# How do I get her hair fluffy!?



## ATCarraway (Nov 19, 2009)

When I pick my standard, Riley, up from the groomer her hair is so fluffy. However, when I bathe and blow dry her in between groomings she never turns out quite so fluffy. I sometimes get a little fluff, but I never quite get the same results.hwell:

Is it something groomers put on her hair, a special brush, a certain blow dryer?

Groomers, what are your secrets?


----------



## cbrand (Aug 9, 2009)

Blower.... $350


----------



## ATCarraway (Nov 19, 2009)

haha- Thanks!
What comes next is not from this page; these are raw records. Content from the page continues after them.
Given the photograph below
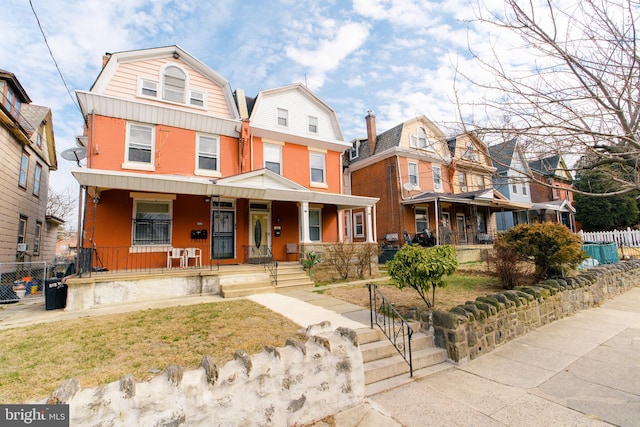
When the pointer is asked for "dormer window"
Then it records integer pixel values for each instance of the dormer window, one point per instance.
(174, 86)
(313, 124)
(283, 117)
(353, 153)
(174, 83)
(420, 139)
(471, 153)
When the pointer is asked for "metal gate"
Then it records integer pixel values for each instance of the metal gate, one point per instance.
(20, 280)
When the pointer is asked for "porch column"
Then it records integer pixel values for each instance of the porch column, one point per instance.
(304, 222)
(369, 225)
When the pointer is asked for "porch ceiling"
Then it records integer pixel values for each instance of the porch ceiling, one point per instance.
(107, 180)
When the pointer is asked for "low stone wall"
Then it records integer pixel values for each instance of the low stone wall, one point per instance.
(293, 385)
(85, 293)
(470, 330)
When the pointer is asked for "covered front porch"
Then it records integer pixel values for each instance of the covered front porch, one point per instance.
(461, 219)
(135, 221)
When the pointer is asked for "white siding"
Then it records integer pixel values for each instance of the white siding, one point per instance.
(299, 107)
(124, 84)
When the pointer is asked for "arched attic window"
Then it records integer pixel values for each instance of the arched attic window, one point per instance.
(174, 84)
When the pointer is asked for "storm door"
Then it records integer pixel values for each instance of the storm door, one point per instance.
(222, 241)
(260, 245)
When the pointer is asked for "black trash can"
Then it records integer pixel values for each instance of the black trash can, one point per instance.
(55, 294)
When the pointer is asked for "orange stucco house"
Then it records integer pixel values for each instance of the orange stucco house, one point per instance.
(176, 160)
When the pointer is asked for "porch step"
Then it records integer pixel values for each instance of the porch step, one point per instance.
(384, 368)
(292, 274)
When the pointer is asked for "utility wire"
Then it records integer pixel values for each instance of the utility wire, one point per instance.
(54, 59)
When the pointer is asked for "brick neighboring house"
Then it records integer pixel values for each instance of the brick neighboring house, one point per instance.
(552, 202)
(426, 182)
(175, 159)
(27, 149)
(511, 180)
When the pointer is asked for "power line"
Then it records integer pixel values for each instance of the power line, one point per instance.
(73, 100)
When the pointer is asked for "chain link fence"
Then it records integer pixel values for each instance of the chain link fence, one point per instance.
(20, 280)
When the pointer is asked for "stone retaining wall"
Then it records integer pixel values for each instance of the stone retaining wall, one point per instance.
(294, 385)
(470, 330)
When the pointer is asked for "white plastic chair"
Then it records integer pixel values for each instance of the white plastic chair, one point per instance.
(173, 254)
(195, 254)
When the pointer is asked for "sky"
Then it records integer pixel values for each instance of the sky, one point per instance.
(396, 58)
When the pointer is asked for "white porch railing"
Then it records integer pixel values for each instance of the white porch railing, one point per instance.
(624, 238)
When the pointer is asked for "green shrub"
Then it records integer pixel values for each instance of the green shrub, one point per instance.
(553, 247)
(422, 268)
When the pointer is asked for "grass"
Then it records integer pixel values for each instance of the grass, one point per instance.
(35, 360)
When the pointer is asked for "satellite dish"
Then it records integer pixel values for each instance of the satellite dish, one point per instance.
(409, 186)
(74, 154)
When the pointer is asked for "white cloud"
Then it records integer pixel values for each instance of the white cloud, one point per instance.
(327, 54)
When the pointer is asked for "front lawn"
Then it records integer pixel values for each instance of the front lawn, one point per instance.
(35, 360)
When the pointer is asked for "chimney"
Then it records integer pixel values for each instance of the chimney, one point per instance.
(105, 59)
(371, 131)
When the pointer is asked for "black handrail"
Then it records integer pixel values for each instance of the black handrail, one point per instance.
(397, 330)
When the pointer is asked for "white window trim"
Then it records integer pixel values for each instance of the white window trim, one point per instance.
(286, 117)
(207, 172)
(318, 184)
(128, 164)
(319, 225)
(417, 183)
(437, 187)
(277, 147)
(358, 218)
(309, 118)
(150, 198)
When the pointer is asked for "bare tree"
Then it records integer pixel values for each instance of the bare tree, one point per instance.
(579, 95)
(62, 204)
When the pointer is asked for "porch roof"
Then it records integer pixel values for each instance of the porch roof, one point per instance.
(490, 197)
(556, 205)
(262, 184)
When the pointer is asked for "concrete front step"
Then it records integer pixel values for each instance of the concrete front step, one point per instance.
(381, 369)
(384, 348)
(397, 381)
(245, 290)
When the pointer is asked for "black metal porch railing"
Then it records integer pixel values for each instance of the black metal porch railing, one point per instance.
(396, 329)
(263, 256)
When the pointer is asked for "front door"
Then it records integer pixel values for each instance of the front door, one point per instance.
(222, 240)
(260, 237)
(462, 228)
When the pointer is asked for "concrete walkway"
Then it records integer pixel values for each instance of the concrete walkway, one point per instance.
(583, 370)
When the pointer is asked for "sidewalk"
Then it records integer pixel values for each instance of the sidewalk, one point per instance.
(582, 370)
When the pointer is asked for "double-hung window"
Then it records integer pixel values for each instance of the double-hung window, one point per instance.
(283, 117)
(422, 219)
(413, 174)
(462, 179)
(315, 225)
(317, 163)
(313, 124)
(140, 143)
(358, 225)
(38, 238)
(208, 149)
(437, 178)
(24, 170)
(36, 180)
(152, 222)
(174, 84)
(273, 158)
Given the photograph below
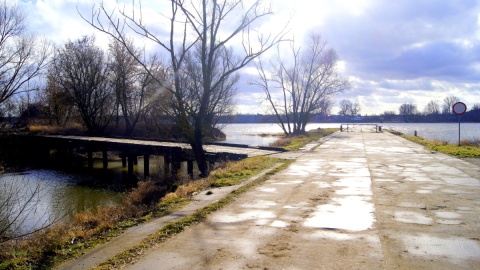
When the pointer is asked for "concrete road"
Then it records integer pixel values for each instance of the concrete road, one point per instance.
(360, 200)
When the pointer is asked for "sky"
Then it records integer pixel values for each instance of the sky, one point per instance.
(393, 52)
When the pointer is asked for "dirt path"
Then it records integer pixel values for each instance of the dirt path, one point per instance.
(358, 201)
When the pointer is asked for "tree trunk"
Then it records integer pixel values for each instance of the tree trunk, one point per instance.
(200, 157)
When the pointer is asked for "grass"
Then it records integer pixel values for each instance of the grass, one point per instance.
(467, 149)
(296, 142)
(130, 256)
(89, 229)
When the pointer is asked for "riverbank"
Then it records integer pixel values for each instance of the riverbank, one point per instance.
(366, 200)
(89, 229)
(74, 245)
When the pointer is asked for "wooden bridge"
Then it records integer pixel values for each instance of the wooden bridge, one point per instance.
(130, 149)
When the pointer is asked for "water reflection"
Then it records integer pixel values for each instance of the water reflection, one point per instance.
(33, 199)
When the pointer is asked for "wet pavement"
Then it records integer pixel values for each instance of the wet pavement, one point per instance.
(356, 200)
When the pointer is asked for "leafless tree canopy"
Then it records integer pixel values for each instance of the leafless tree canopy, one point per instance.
(448, 104)
(306, 82)
(349, 108)
(201, 64)
(82, 71)
(22, 57)
(134, 87)
(432, 108)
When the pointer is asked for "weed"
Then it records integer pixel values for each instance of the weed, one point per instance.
(296, 142)
(466, 148)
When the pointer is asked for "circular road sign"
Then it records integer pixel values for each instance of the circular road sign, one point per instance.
(459, 108)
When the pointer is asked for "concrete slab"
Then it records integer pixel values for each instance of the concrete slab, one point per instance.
(358, 200)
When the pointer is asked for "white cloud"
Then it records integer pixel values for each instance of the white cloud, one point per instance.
(392, 51)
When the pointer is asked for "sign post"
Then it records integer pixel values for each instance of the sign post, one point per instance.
(459, 108)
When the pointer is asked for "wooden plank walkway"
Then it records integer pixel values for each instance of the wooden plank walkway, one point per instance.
(239, 149)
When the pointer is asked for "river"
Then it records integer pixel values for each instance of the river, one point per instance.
(58, 194)
(250, 133)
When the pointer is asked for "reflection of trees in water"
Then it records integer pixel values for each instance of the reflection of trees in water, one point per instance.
(23, 206)
(35, 200)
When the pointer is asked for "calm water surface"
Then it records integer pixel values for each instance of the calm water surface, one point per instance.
(249, 133)
(59, 194)
(33, 199)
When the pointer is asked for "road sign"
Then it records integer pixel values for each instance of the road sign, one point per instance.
(459, 108)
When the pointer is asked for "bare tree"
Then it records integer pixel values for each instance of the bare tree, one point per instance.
(408, 109)
(326, 107)
(448, 103)
(209, 25)
(133, 86)
(22, 56)
(20, 213)
(305, 85)
(345, 107)
(349, 108)
(433, 107)
(82, 71)
(60, 105)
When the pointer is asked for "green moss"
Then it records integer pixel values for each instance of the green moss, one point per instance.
(464, 150)
(131, 255)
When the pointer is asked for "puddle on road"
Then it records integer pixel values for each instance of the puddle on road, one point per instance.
(449, 215)
(454, 248)
(412, 217)
(462, 181)
(268, 190)
(351, 213)
(261, 217)
(259, 204)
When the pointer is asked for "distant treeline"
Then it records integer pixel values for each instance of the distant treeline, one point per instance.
(470, 116)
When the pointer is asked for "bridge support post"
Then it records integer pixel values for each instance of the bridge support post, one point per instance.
(105, 159)
(131, 159)
(190, 168)
(90, 159)
(146, 166)
(166, 166)
(176, 165)
(124, 160)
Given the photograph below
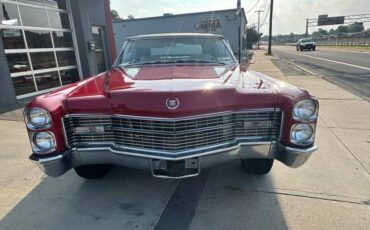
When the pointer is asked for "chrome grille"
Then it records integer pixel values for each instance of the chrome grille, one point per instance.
(173, 135)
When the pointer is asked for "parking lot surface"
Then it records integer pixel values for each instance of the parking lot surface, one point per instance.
(331, 191)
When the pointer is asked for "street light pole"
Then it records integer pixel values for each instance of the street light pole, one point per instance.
(258, 28)
(270, 27)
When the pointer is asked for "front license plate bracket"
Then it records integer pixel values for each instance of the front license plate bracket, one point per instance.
(175, 169)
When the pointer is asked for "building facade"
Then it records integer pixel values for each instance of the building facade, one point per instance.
(46, 44)
(223, 22)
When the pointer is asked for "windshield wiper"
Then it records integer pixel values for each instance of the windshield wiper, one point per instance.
(199, 61)
(174, 61)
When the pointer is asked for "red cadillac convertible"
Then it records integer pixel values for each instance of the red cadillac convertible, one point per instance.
(172, 104)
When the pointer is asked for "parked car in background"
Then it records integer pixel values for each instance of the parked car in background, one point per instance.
(173, 104)
(306, 44)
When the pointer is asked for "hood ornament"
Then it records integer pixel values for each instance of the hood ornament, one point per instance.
(172, 103)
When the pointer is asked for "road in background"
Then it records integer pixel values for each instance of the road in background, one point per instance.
(347, 69)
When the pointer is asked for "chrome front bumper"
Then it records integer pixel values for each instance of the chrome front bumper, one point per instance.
(58, 165)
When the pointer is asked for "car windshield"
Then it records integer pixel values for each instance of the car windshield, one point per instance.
(307, 40)
(174, 50)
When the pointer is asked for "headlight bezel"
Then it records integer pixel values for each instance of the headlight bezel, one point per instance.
(34, 126)
(308, 141)
(296, 115)
(37, 149)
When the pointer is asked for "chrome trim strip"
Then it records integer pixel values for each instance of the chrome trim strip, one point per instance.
(303, 151)
(171, 158)
(49, 159)
(148, 131)
(175, 118)
(64, 133)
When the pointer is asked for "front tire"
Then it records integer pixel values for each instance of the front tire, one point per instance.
(257, 166)
(92, 172)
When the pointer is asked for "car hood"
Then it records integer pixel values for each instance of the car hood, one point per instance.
(198, 90)
(308, 43)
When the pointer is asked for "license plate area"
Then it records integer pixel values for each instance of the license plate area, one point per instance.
(175, 169)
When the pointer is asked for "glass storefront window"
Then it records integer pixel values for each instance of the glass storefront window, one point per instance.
(58, 4)
(58, 20)
(98, 37)
(9, 15)
(47, 80)
(69, 76)
(37, 22)
(23, 85)
(18, 62)
(99, 48)
(62, 39)
(43, 60)
(33, 16)
(38, 39)
(33, 2)
(12, 38)
(66, 58)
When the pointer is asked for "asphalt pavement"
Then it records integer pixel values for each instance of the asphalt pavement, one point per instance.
(347, 69)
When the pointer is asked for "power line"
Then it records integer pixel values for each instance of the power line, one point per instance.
(255, 4)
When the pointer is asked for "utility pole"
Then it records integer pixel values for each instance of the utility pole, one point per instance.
(270, 27)
(306, 28)
(258, 28)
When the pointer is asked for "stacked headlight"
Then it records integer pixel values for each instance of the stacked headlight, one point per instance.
(38, 118)
(43, 142)
(302, 134)
(305, 110)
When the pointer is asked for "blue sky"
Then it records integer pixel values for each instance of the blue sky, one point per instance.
(289, 15)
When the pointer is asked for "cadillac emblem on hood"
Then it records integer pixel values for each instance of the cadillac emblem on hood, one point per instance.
(172, 103)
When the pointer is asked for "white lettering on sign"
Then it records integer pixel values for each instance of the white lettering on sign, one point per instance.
(209, 25)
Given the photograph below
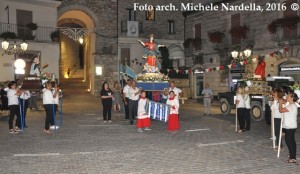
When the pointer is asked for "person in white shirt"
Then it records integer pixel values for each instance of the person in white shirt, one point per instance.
(126, 98)
(35, 67)
(143, 119)
(48, 101)
(13, 103)
(207, 92)
(178, 92)
(24, 98)
(290, 123)
(134, 95)
(278, 95)
(241, 107)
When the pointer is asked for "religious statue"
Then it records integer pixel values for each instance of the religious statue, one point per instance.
(260, 68)
(35, 67)
(151, 55)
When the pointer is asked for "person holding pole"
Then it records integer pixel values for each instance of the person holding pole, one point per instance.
(278, 97)
(241, 108)
(290, 124)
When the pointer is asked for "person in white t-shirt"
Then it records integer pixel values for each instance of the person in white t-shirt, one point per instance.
(241, 108)
(290, 124)
(13, 103)
(207, 95)
(248, 110)
(126, 98)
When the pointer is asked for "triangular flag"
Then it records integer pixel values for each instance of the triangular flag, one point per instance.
(281, 51)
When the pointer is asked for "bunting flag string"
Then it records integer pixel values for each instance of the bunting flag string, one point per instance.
(235, 64)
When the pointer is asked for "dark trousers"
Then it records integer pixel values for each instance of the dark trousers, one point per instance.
(14, 110)
(126, 108)
(277, 122)
(247, 118)
(241, 113)
(24, 106)
(54, 114)
(49, 114)
(133, 106)
(107, 110)
(291, 142)
(268, 114)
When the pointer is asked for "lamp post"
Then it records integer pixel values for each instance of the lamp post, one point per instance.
(240, 57)
(14, 48)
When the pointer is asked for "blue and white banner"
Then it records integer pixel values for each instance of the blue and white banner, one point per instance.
(158, 111)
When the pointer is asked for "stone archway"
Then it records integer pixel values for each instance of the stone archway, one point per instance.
(71, 51)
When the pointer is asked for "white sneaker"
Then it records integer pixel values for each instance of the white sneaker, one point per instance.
(140, 130)
(54, 127)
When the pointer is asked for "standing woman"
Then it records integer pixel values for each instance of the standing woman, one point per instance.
(48, 101)
(290, 124)
(107, 97)
(241, 107)
(13, 103)
(117, 96)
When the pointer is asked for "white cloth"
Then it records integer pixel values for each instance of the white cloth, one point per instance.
(275, 107)
(132, 92)
(25, 95)
(47, 97)
(12, 97)
(247, 101)
(177, 91)
(35, 71)
(241, 100)
(175, 103)
(141, 109)
(126, 91)
(290, 118)
(207, 92)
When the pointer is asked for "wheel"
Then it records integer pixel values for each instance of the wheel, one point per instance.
(257, 113)
(225, 107)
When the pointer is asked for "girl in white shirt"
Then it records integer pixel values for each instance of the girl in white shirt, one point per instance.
(49, 101)
(290, 124)
(241, 108)
(13, 103)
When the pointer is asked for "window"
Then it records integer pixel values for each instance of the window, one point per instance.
(171, 29)
(131, 14)
(198, 40)
(289, 33)
(235, 22)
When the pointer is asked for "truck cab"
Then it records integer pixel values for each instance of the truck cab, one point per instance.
(257, 100)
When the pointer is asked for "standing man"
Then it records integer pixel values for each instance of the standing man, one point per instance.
(134, 95)
(207, 92)
(178, 92)
(25, 96)
(126, 98)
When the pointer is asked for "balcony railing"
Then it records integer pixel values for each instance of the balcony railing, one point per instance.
(41, 34)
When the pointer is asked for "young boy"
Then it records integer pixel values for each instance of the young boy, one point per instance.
(143, 118)
(173, 121)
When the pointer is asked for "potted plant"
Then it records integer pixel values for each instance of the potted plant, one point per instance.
(8, 35)
(54, 36)
(239, 32)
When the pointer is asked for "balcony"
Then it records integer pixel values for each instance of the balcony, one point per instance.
(41, 34)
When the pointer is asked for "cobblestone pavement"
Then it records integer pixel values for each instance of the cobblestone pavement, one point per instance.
(84, 144)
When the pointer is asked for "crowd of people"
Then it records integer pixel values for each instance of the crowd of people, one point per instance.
(134, 100)
(283, 107)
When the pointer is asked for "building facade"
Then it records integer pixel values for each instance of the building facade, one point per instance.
(219, 35)
(14, 16)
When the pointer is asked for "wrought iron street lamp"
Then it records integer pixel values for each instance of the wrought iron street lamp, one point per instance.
(14, 48)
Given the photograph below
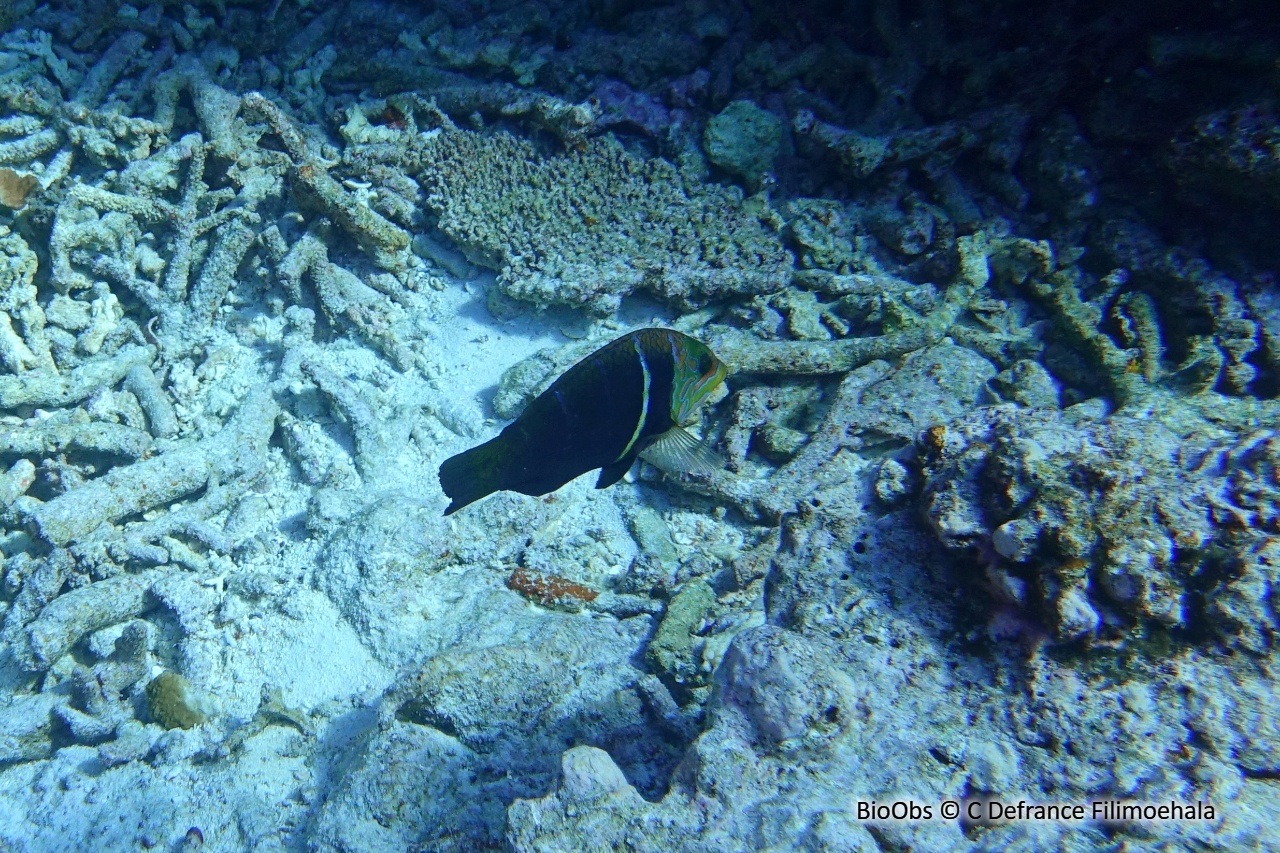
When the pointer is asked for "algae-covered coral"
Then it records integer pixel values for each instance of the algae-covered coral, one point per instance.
(999, 510)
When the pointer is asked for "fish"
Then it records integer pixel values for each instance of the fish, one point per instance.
(630, 398)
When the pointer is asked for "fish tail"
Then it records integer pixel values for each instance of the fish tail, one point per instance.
(474, 474)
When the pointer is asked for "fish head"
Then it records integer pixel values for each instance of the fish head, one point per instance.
(698, 375)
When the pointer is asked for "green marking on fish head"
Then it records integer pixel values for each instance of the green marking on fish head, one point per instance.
(698, 373)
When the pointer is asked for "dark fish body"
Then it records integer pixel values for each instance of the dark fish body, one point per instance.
(625, 398)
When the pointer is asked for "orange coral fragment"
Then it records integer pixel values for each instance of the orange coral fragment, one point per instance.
(16, 187)
(549, 591)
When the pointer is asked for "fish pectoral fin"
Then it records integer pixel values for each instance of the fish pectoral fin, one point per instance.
(676, 451)
(615, 471)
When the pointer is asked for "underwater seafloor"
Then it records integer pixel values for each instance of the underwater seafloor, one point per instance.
(999, 519)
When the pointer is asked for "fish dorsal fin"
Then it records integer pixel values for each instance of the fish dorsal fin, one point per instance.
(676, 451)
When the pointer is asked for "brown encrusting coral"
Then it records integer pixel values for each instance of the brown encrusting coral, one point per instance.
(551, 591)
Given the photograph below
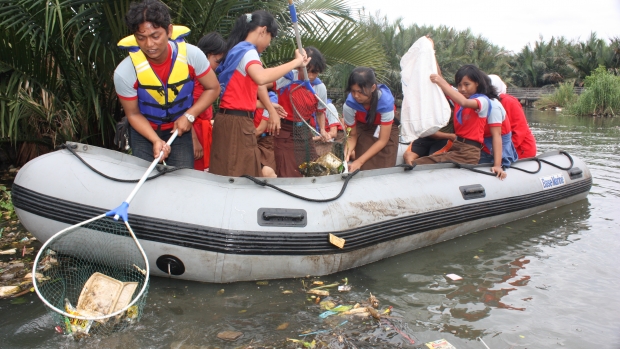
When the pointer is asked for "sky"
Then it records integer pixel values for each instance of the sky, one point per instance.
(511, 24)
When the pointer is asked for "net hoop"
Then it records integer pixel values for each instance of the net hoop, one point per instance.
(62, 312)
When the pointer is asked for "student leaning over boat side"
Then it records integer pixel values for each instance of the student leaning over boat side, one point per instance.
(508, 153)
(284, 142)
(235, 151)
(522, 137)
(264, 139)
(475, 100)
(214, 47)
(369, 112)
(155, 84)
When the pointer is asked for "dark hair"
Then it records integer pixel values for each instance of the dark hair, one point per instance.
(317, 63)
(153, 11)
(478, 76)
(364, 78)
(212, 44)
(242, 27)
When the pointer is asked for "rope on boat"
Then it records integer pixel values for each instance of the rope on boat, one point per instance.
(160, 170)
(473, 169)
(263, 183)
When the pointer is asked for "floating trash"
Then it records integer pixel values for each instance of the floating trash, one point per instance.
(230, 335)
(439, 344)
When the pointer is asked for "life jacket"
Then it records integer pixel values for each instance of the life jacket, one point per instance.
(384, 105)
(162, 102)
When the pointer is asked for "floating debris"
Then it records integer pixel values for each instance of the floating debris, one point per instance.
(318, 292)
(6, 291)
(454, 277)
(9, 251)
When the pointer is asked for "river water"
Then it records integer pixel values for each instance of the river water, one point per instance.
(546, 281)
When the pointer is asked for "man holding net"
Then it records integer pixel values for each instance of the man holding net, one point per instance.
(294, 145)
(155, 84)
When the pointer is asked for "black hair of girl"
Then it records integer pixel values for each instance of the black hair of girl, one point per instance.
(317, 63)
(478, 76)
(365, 78)
(212, 44)
(153, 11)
(246, 23)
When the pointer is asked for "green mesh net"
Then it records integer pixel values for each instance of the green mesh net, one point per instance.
(315, 156)
(92, 277)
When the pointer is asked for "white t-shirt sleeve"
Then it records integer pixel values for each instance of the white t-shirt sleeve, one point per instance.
(348, 114)
(250, 56)
(283, 82)
(332, 114)
(387, 117)
(197, 59)
(125, 79)
(483, 107)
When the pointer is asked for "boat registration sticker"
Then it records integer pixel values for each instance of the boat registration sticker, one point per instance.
(552, 181)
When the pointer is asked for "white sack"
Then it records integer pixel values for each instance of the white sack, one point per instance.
(425, 109)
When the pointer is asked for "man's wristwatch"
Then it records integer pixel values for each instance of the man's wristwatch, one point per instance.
(190, 117)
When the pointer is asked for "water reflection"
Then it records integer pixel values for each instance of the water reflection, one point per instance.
(543, 281)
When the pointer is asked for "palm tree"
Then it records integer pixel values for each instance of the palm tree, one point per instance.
(57, 58)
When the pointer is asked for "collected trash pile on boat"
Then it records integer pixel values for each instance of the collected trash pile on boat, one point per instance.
(341, 310)
(325, 165)
(88, 293)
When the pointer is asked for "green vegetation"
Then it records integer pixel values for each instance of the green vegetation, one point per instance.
(562, 97)
(6, 203)
(601, 96)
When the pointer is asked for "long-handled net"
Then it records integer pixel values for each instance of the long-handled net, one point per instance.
(93, 277)
(315, 155)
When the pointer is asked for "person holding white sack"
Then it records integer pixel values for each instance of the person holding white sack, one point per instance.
(425, 109)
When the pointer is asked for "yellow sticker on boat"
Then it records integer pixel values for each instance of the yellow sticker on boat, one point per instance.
(552, 181)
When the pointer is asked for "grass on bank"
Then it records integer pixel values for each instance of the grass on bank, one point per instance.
(601, 96)
(561, 98)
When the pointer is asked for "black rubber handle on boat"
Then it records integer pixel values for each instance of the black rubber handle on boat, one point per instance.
(346, 178)
(270, 216)
(161, 172)
(570, 158)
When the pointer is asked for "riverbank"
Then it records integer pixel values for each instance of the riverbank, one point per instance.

Maybe I should just take her in for a bath every week or so! I had a feeling I just didn't have the right equipment!


----------



## Fluffyspoos (Aug 11, 2009)

You can get some decently priced pressure dryers for 125-150 ^^ I'd suggest looking up on it a big, since if you've never used one you'd be really shocked on how powerful they are.

http://www.youtube.com/watch?v=5kk9n_9B3tw

They made these hoodies for pets that don't like the pressure dryers, which are being used on them.


----------



## Fur Elite (Nov 4, 2009)

It's all in the strength of the blower.


----------



## nab (Sep 25, 2009)

That video is incredible. It it the sound of the dryer that bothers them or the air?


----------



## FUZBUTZ (Aug 23, 2008)

Make sure that you get her totally dry with the blower, do not leave her damp or she will curl right back again.


----------



## Fluffyspoos (Aug 11, 2009)

It's normally the sound, kinda like how your pets run and hide from vacuums!


----------



## Olie (Oct 10, 2009)

Any recommendations on a reasonably priced dryer?


----------



## jak (Aug 15, 2009)

I just use a regular hair dryer on my girl, she has about a minimum of about 1 inch on her, with more on legs/head/neck etc.
I just make sure it's not to hot, I move it around a bit, and brush with a slicker as it is drying. If she is naturally drying, I re-wet those areas, and dry brush them. I usually start on back area, move up to head and ears, down chest, tummy area/lower chest, then legs and tail somewhere at the start area.
I have no idea if this is done correctly lol, but is gets her fluffy and clean, not quite as good as Flyingduster's grooming lol (she's the pro-groomer of Saffy)
But it works in between!


----------